The project’s developer, Mark IV Enterprises subsidiary Pittsford Canalside Properties, is suing Monroe County’s economic development agency over its decision in May to deny the project, known as Westport Crossing, more than $7 million in tax breaks.
Board members of the agency, COMIDA, were split on the decision. The final vote was 4 to 3.
“We will not be building this project without this support,” Steve DiMarzo, a managing partner for Mark IV, said to the board immediately after the vote.
Westport Crossing, in its current iteration, would include 156 apartments across seven buildings on an almost 8-acre site along the Erie Canal at the village’s edge. The site was formerly home to an asphalt plant and Pittsford Canalside Properties has spent more than $5 million cleaning up pollution at the site.

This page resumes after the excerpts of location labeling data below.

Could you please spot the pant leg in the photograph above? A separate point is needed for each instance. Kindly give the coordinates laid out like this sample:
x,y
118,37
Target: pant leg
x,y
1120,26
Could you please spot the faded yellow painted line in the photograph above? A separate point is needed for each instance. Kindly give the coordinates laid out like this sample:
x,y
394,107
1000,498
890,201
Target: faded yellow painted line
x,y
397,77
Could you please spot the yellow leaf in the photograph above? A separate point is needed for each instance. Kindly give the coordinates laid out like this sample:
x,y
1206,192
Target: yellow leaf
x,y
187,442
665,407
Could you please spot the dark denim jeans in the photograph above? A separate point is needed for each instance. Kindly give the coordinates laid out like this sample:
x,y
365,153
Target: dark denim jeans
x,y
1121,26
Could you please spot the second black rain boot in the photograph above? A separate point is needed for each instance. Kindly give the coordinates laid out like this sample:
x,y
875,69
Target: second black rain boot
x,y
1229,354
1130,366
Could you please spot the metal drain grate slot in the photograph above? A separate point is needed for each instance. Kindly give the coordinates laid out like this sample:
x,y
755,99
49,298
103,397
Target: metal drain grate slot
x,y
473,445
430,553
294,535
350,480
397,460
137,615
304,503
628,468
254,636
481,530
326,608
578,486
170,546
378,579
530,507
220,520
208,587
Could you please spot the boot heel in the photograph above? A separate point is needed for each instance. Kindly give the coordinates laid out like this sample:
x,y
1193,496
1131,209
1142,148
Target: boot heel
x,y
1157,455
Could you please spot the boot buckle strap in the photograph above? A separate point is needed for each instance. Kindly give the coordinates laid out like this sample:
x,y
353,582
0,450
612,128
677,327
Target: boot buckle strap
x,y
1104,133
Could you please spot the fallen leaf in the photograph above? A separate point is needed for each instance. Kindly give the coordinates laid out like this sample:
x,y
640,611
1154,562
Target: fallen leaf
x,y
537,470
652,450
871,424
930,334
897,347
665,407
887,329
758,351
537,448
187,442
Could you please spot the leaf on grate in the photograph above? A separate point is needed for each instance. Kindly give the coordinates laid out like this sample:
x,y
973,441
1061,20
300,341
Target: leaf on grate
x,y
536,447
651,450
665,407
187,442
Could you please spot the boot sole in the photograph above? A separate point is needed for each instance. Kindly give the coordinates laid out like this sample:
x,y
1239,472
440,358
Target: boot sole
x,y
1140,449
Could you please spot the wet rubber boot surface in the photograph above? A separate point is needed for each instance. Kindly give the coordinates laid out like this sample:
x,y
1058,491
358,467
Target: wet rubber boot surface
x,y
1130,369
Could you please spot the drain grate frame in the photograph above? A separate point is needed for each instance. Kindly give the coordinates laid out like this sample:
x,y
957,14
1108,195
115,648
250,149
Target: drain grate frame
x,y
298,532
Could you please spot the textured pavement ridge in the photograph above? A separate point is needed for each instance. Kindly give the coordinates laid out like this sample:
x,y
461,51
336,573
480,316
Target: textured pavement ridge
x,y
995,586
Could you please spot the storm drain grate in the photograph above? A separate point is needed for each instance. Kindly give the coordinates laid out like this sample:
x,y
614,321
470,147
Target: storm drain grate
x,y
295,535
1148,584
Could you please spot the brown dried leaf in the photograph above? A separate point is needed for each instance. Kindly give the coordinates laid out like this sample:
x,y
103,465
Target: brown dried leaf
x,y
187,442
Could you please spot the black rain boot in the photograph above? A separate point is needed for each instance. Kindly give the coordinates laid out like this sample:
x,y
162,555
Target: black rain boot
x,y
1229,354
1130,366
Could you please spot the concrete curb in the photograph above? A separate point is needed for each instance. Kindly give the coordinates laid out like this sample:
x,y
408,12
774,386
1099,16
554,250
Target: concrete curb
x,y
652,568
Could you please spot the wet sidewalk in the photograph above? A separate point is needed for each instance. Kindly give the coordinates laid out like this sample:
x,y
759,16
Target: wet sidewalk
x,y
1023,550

The developer submitted its first permit applications to the village of Pittsford in 2009 and for most of the years since, the project has been mired in a regulatory and legal mess. The village has spent more than $1 million defending itself in more than a dozen lawsuits and countersuits around the proposed project.
The new lawsuit is at least the 14th involving the project.
But Pittsford Canalside Properties now has most of the necessary approvals in hand and is pursuing its building permit.
In April, Pittsford Canalside Properties applied for a 10-year property tax break as well as exemptions from sales and mortgage reporting taxes. It claimed that the Westport Crossing project would create 120 temporary construction jobs and at least 24 full-time jobs.
In the complaint, filed Monday in state Supreme Court, the developer argues that COMIDA board member Joseph Alloco ran afoul of the agency's conflict of interest policy by neglecting to recuse himself from voting on the project and discussing it with other board members. Alloco is the president of Alloco Real Estate, a company that owns five residential rental properties within 6 miles of the Westport Crossing site.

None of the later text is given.